Dr. Christine Hohmann-Dennhardt
Damit aber erweist sich der generelle Ausschluss des Vaters von der Sorge für sein Kind als nicht erforderlicher, jedenfalls aber als unverhältnismäßiger Eingriff in das Elternrecht des Vaters und verletzt Art. 6 Abs. 2 GG. Denn die elterliche Sorge ist essentieller Bestandteil des von Art. 6 Abs. 2 GG geschützten Rechts der Eltern auf Pflege und Erziehung des eigenen Kindes. Das Elternrecht gebietet zwar nicht, so das BVerfG, Vätern nichtehelicher Kinder generell mit wirksamer Anerkennung ihrer Vaterschaft kraft Gesetzes das Sorgerecht für ihr Kind gemeinsam mit der Mutter zuzuerkennen. Eine gesetzliche Regelung, die eine solche Rechtsfolge des Vaterschaftsanerkenntnisses vorsieht, wäre aber mit der Verfassung vereinbar, sofern sie mit der Möglichkeit einer gerichtlichen Überprüfung verbunden wird, ob die gesetzlich begründete gemeinsame Sorge der Eltern dem Kindeswohl im Einzelfall tatsächlich entspricht. Wird die Sorgetragung allerdings einem Elternteil generell vorenthalten, ohne dass dies von Kindeswohlgründen getragen ist, liegt darin eine wesentliche Beeinträchtigung des Elternrechts. Dies bewirkt § 1626a BGB, indem die Norm den Zugang zur Sorgetragung von Vätern nichtehelicher Kinder vom Willen der Mütter abhängig macht und ihn bei deren Zustimmungsverweigerung verschließt, ohne dass feststeht, ob eine gemeinsame Sorge der Eltern dem Kindeswohl zu- oder abträglich ist. Denn es trifft nicht zu, dass die Zustimmungsverweigerung von Müttern in der Regel aus Gründen des Kindeswohls erfolgt. Bei der Sorgerechtszuweisung hat aber das Kindeswohl maßgebliche Richtschnur zu sein und nicht der Wille eines Elternteils. Dass Vätern bei Weigerung der Mutter, einer gemeinsamen Sorge zuzustimmen, keine Möglichkeit eingeräumt ist, gerichtlich überprüfen zu lassen, ob eine gemeinsame Sorgetragung in ihrem Einzelfall nicht doch aus Kindeswohlgründen angezeigt sein könnte, greift deshalb in ungerechtfertigter Weise in das Elternrecht des Vaters ein und ist mit Art. 6 Abs. 2 GG nicht vereinbar. In Konsequenz seines schon in der Entscheidung aus dem Jahre 2003 enthaltenen Hinweises auf die Folge einer Nichtbestätigung der gesetzgeberischen Annahmen hat also nun auch das BVerfG die Regelung zur Begründung einer gemeinsamen Sorge als verfassungswidrig beanstandet.

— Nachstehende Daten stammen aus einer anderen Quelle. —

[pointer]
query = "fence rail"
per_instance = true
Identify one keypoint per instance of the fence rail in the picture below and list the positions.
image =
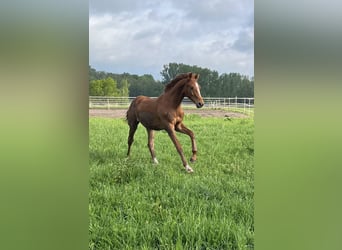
(245, 104)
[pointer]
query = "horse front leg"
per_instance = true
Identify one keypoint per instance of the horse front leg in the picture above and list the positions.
(175, 141)
(182, 129)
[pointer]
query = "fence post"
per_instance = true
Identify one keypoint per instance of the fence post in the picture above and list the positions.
(244, 105)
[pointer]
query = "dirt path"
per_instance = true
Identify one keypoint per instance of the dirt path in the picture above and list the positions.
(121, 113)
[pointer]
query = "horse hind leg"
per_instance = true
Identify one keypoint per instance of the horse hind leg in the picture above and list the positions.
(150, 145)
(132, 128)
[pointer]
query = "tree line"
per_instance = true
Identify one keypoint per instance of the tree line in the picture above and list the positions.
(212, 84)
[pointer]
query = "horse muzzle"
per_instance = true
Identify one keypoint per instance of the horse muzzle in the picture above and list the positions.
(199, 104)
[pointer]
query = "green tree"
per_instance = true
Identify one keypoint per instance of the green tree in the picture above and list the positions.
(96, 88)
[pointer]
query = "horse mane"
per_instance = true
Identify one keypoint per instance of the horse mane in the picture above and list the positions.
(178, 78)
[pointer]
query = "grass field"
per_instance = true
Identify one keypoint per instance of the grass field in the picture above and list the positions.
(134, 204)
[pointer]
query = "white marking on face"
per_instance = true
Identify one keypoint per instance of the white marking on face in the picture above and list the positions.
(197, 89)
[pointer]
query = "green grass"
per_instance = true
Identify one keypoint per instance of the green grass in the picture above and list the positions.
(134, 204)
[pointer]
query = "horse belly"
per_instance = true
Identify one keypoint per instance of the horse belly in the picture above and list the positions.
(150, 121)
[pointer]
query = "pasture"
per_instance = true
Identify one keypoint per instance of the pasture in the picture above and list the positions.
(134, 204)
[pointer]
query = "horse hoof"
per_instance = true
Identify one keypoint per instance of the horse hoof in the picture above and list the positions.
(189, 169)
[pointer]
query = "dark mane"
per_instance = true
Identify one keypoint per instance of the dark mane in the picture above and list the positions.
(179, 77)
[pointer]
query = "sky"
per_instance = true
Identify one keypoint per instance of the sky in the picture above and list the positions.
(140, 36)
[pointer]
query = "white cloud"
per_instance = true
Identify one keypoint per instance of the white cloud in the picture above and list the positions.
(142, 38)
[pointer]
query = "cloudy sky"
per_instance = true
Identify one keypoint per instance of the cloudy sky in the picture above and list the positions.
(140, 36)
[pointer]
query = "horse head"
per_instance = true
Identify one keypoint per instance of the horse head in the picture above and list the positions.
(192, 90)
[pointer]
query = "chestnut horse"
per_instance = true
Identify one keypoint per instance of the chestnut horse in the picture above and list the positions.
(166, 113)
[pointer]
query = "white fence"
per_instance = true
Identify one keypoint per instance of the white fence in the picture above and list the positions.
(245, 104)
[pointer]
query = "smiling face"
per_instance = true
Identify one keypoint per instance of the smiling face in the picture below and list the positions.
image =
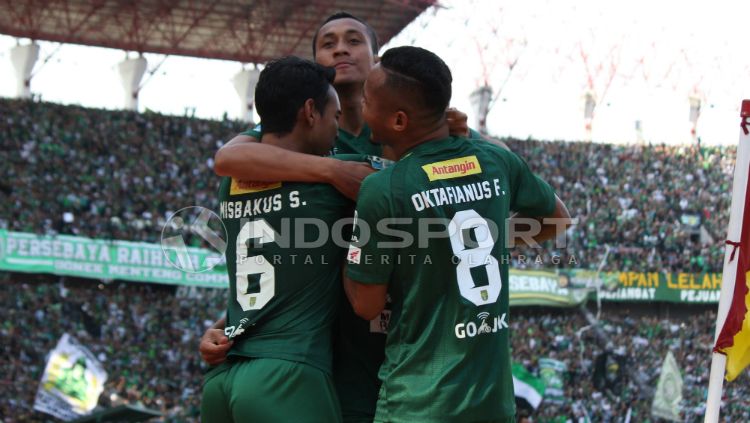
(345, 45)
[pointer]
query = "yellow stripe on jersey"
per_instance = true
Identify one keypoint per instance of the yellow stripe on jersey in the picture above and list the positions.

Es hat sich aber darüber hinaus auch die Auffassung des EGMR zu Eigen gemacht und diesem ausdrücklich beigepflichtet, dass der deutsche Gesetzgeber bei seiner Gesamtkonzeption der Sorgetragung von Eltern nichtehelicher Kinder inkonsequent vorgegangen ist. Es sei, so nun auch das BVerfG, kein Grund ersichtlich, weshalb der Gesetzgeber zwar bei der Beendigung einer gemeinsamen elterlichen Sorge, nicht aber bei deren Begründung eine gerichtliche Prüfung zugelassen hat, ob eine gemeinsame Sorgetragung trotz bestehender Meinungsverschiedenheiten zwischen den Eltern darüber im konkreten Einzelfall dem Kindeswohl entspricht. Dass es bei deren Beendigung anders als bei ihrer Neubegründung zumindest in der Vergangenheit zwischen den Eltern einmal ein gewisses Maß an Kooperationsbereitschaft gegeben hat, sei kein tragfähiger Grund für die unterschiedliche rechtliche Behandlung der beiden Fallkonstellationen. In beiden Fällen bestehe ein Dissens der Eltern über die Sorgetragung für ihr gemeinsames Kind, der jeweils Indiz dafür sein könne, dass eine neu begründete oder weiterhin bestehende gemeinsame elterliche Sorgetragung wegen der elterlichen Konflikte dem Kindeswohl in Zukunft eher abträglich ist. Ob diese Annahme wirklich trage, könne aber gleichermaßen erst durch gerichtliche Prüfung im Einzelfall geklärt werden. An diesem Aufnehmen und Weiterführen der Argumentation des EGMR zeigt sich, dass beide Gerichte miteinander in Rechtsdialog stehen und gegenüber Argumenten des jeweils anderen durchaus offen sind.